Convaincue, la ville rachète l’annexe Ferdinand-Favre en 1995. Déclarée site protégé, la friche industrielle échappe de justesse à la démolition et accueille de nouvelles manifestations culturelles du CRDC comme Trafics : Marché de l’art et trafic de spectacles en juin 1996, Cuisines et Performances en juin 1997, et Fin de Siècle : Johannesburg en octobre 1997 ou New York en 1998. La tour LU est reconstruite, l’usine est réhabilitée par Patrick Bouchain dans le respect de l’identité industrielle du site. Il en résulte une alchimie particulière, issue du mélange architectural de l’ancien et du nouveau. Le lieu unique, en vertu de sa configuration et de son esthétique, apparaît comme un espace alternatif mêlant les arts aux espaces sociaux.
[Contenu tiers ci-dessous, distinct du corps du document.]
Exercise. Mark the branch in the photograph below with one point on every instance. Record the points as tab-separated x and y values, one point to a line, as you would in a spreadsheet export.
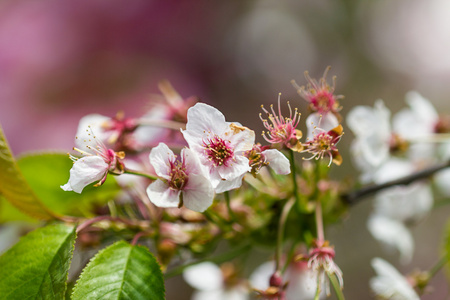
353	197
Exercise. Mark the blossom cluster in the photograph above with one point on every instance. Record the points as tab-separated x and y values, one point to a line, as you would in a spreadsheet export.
185	154
385	151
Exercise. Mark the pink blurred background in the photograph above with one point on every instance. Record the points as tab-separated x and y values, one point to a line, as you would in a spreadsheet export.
61	60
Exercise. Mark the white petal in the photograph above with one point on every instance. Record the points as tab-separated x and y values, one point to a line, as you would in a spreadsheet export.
389	283
236	169
442	180
198	194
317	123
85	171
159	159
393	169
204	276
362	162
422	107
242	140
418	120
227	185
259	279
87	127
277	161
405	203
161	195
368	121
151	134
303	284
203	117
393	234
374	149
192	162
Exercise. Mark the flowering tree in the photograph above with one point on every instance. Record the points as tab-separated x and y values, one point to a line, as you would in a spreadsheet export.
160	192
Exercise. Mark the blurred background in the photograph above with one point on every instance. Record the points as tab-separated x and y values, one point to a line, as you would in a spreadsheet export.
61	60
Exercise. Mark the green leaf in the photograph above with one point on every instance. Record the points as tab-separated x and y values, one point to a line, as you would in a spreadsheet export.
46	172
37	266
15	188
9	213
121	271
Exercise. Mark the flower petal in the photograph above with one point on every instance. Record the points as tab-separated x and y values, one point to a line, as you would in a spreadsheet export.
317	123
85	171
389	283
393	234
161	195
198	194
239	167
89	126
159	159
277	161
204	276
205	118
227	185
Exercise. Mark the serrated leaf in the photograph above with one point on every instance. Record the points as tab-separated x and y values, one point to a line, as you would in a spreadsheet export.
121	271
56	168
15	188
37	266
9	213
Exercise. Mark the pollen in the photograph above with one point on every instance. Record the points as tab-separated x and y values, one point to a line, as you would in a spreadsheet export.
219	151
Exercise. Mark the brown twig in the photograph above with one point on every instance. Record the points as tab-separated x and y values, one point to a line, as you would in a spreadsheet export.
353	197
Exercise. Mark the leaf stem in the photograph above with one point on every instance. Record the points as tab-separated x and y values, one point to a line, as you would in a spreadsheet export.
131	223
280	235
319	222
162	123
230	211
223	257
134	172
353	197
294	175
336	286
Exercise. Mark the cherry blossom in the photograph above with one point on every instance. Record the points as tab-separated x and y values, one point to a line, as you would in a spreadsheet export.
321	260
181	182
389	283
94	166
260	156
282	130
301	281
220	145
114	132
212	282
319	94
321	143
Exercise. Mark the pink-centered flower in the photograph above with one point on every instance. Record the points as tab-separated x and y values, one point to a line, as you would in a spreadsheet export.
97	162
320	94
282	130
115	133
321	260
261	156
220	145
321	143
181	181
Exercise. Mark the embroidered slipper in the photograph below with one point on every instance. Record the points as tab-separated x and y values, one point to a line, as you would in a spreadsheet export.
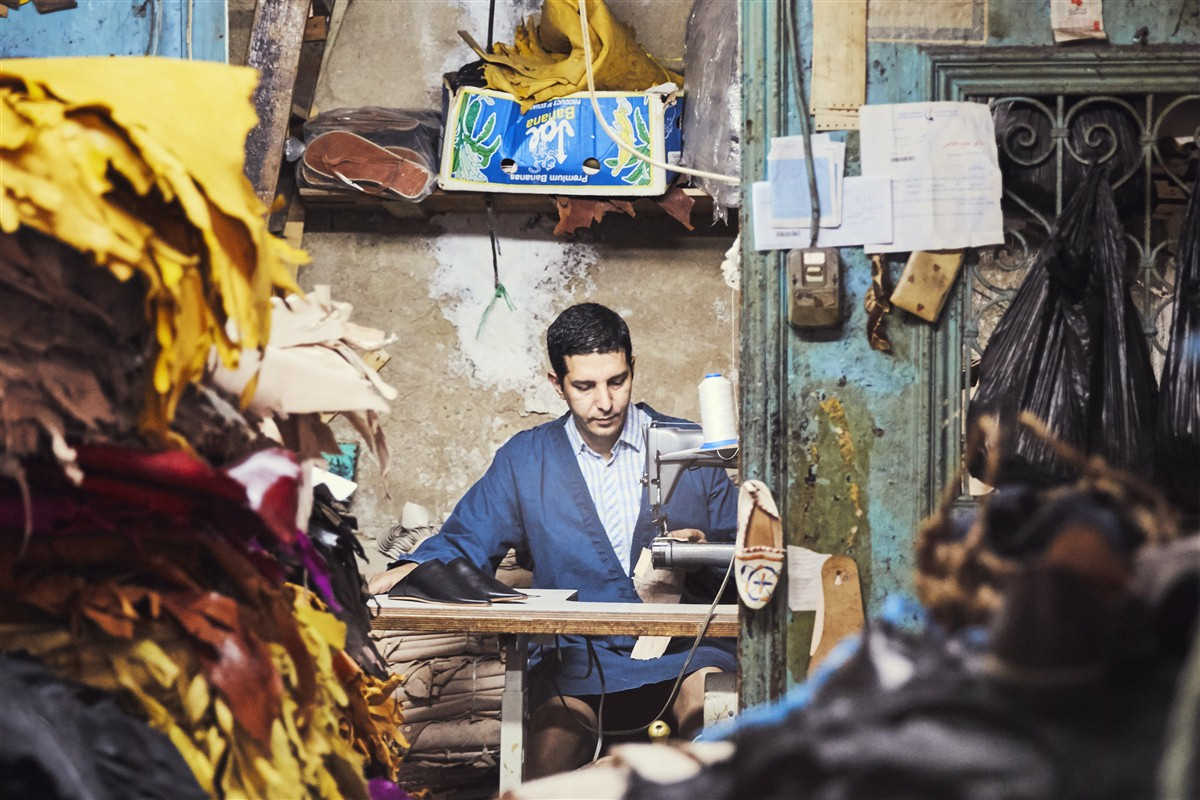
759	548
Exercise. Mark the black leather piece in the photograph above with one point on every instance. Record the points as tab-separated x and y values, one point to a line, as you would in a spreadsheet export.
481	582
436	583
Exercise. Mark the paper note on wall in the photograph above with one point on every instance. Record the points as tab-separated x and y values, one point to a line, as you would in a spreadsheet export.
945	170
789	178
867	217
1075	19
839	62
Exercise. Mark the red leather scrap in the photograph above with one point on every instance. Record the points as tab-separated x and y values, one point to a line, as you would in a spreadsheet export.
575	212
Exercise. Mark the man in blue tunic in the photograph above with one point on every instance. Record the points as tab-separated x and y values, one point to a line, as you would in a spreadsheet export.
568	495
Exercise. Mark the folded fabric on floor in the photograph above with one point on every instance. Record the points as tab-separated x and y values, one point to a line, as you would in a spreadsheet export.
382	151
449	693
546	58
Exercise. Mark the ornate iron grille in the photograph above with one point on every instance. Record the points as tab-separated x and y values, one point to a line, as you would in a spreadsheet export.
1059	112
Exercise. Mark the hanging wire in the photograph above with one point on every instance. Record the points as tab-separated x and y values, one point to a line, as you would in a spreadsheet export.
803	110
498	290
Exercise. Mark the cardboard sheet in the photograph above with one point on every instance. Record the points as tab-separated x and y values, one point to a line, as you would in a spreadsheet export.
931	20
867	217
839	62
1077	19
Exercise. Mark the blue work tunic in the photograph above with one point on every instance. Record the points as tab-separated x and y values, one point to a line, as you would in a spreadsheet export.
533	498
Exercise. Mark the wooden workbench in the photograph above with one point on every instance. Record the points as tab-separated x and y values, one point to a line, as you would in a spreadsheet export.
546	612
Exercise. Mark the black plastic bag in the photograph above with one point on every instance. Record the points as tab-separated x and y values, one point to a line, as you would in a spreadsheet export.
1179	421
61	740
1071	350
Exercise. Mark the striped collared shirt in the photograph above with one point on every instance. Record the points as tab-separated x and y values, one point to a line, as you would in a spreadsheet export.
616	482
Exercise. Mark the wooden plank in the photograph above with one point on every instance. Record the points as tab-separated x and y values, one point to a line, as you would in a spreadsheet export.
587	618
275	40
513	713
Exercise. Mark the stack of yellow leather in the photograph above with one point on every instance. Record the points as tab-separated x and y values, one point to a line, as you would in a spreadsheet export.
546	59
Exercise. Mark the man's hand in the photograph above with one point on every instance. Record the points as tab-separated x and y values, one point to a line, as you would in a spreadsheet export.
382	583
688	535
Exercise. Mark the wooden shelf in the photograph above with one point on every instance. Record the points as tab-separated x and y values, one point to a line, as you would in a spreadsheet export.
474	203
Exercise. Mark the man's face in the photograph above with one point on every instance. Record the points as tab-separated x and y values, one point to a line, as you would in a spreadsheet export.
597	389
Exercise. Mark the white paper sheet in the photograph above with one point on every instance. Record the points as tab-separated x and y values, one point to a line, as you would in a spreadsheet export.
804	591
789	178
867	217
945	170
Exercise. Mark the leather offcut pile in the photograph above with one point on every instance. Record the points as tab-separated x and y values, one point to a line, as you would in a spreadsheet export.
387	152
154	545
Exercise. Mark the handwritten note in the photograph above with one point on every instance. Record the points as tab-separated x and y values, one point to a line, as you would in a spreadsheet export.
945	170
867	217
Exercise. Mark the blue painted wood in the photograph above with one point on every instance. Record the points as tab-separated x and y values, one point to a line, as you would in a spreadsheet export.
857	426
119	28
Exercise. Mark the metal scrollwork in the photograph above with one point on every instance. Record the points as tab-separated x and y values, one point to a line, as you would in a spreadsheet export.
1047	143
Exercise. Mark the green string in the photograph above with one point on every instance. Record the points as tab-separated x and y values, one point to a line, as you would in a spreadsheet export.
499	290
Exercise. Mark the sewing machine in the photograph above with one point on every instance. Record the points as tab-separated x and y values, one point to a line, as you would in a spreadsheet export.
672	447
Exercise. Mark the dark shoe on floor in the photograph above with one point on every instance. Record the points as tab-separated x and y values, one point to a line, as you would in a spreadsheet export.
433	582
484	583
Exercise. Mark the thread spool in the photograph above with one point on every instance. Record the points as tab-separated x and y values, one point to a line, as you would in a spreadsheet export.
717	419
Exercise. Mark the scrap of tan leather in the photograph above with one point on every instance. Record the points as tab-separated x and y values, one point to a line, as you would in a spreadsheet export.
546	59
352	160
575	212
839	62
843	612
927	281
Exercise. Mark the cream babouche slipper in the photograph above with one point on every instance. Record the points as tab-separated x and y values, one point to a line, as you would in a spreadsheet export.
759	549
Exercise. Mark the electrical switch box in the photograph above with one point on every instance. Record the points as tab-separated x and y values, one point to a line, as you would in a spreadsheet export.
814	282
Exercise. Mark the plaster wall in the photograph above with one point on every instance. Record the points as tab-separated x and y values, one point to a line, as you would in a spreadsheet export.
462	395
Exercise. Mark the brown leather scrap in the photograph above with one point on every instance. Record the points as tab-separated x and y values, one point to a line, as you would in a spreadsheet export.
877	307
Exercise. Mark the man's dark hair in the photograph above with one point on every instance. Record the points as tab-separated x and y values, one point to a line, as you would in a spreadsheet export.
587	328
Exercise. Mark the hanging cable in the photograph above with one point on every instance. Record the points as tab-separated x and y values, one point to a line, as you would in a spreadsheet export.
585	30
498	290
803	109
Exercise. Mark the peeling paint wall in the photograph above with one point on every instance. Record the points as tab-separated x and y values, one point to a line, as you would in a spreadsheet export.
461	394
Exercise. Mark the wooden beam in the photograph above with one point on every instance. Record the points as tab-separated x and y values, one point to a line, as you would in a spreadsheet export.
587	618
275	40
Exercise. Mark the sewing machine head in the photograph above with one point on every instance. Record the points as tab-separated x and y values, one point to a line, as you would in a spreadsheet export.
671	447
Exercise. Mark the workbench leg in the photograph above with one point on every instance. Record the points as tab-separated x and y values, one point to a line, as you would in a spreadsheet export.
513	710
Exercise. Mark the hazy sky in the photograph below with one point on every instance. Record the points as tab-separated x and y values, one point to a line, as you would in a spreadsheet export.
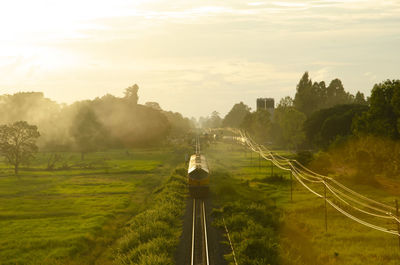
195	56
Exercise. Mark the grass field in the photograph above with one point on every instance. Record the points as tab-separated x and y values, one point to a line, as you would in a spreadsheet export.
301	233
75	213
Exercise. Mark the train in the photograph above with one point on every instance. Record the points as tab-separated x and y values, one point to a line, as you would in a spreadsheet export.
198	176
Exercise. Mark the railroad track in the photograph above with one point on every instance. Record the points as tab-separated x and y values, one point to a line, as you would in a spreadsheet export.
199	250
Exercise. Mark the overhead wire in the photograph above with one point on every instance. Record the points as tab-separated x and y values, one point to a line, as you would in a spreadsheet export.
302	173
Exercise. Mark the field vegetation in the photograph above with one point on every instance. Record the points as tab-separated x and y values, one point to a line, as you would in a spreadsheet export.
74	212
295	229
153	235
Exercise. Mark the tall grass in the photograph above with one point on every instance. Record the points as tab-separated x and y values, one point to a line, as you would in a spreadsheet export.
153	235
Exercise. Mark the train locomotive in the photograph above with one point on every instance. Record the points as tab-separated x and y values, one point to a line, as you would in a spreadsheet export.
198	176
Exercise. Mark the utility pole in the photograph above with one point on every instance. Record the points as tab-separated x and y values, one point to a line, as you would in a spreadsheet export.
291	186
397	214
326	212
272	169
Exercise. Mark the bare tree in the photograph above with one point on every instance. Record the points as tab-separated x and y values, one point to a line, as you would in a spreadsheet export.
18	142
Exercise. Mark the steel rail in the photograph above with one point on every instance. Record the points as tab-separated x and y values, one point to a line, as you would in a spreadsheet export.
193	228
204	234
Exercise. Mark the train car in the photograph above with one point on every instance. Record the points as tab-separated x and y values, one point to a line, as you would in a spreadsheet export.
198	176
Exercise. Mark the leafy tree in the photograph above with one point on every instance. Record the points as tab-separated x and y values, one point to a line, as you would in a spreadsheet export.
311	97
335	94
213	121
383	116
153	105
258	124
131	94
305	100
236	115
18	142
325	125
285	102
87	131
360	99
289	126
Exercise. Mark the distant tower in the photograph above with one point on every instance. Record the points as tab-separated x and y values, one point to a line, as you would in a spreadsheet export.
266	104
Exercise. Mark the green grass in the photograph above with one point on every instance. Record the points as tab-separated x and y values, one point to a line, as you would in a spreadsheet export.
73	216
152	236
301	232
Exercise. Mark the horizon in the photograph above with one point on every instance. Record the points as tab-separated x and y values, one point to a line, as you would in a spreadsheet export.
183	50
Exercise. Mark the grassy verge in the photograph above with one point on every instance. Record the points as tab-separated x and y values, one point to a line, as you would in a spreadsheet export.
153	235
300	231
250	216
74	215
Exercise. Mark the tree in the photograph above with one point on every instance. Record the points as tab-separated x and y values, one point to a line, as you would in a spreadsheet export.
88	133
153	105
131	94
306	98
336	94
289	126
215	120
236	115
18	143
285	102
360	99
383	116
258	124
326	125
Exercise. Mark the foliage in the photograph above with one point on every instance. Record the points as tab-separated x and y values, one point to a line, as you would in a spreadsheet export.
126	122
153	235
288	130
131	94
311	97
383	116
18	142
88	133
362	158
258	124
212	121
326	125
236	115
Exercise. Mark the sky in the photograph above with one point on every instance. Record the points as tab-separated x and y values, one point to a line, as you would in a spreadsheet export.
195	56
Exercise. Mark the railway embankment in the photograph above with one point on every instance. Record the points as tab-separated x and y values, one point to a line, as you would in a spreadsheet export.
152	236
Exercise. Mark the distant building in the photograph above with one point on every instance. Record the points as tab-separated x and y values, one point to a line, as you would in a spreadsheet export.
266	104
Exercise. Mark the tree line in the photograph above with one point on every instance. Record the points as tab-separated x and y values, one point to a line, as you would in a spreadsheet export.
320	115
31	121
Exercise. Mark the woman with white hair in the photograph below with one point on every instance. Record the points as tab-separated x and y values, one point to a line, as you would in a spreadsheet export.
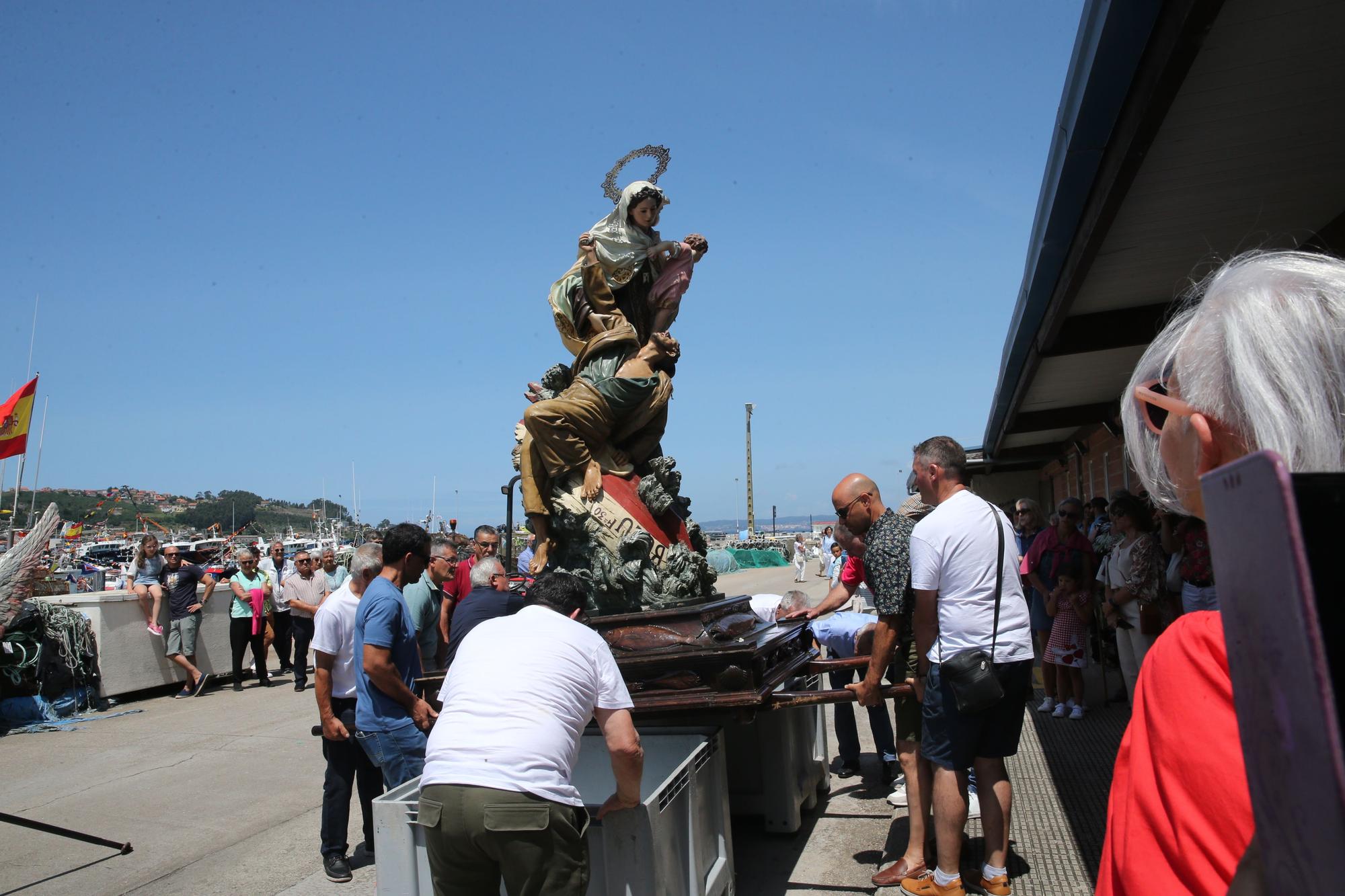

Jean Blaise et toute son équipe inaugurent le lieu unique le 30 décembre 1999 lors du festival Fin de Siècle à Nantes. Cette ouverture est d’abord placée sous le signe du Grenier du Siècle : une double paroi extérieure est conçue par Patrick Bouchain pour recevoir une importante collection d’objets hétéroclites, dons de la population.
“Mis en conserve” dans des boîtes en métal, ils vont séjourner un siècle entier dans le Grenier, qui ne s’ouvrira que le premier janvier 2100 à 17h précises. Photo, poupée, lettre d’amour, téléphone portable, vieille TSF : les objets de 11 855 citoyens sont ainsi scellés, contribuant à l’élaboration d’une mémoire géante pour les générations futures.